Alright, we appear to have uncovered something with the help of y'all.
Twitter had a featured apparently called "Quality Filter" - this was probably turned on at some point unbeknownst to me once I crossed X-number of followers but was opt-in otherwise.
This was undoubtedly the thing that hid nasty replies and prevented them from showing up in my notifs. And if this wasn't on for you (or you didn't have access) that may explain why my lived experience Over There has been easier than here.
@TechConnectify interesting - first I've heard of it tbh.
But yeah, major platforms spend a LOT of effort building super-user stuff (for both good and bad end results), and Mastodon has essentially none of that.

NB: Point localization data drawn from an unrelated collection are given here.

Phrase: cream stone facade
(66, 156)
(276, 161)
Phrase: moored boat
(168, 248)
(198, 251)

Do you think it's a thing that could be (mostly) solved client-side? Like filter out comments with few followers / no favorites / sentiment analysis? And just general activity-volume-management, I've had a taste of that once and yeah - Mastodon desperately needs better tools there.
@groxx It could be done client-side, but that would lose the secondary benefit of nuking the potential for engagement.
That was one way to remove the incentive for people to be dicks - if they didn't get any sort of response, they might stop. Or at least cut back. Hopefully.
@TechConnectify oh yeah, totally agreed - there are major benefits to centralized control and Mastodon is unlikely to ever reach that level of polish. Shadow banning stuff is *amazingly* effective.
At best I could see it built as a custom-server feature, but I don't think it has been big enough to build up that level of effort yet (if it ever does). I'm mostly thinking that client side could at least help some, and wouldn't require changing servers because that's still an awful experience.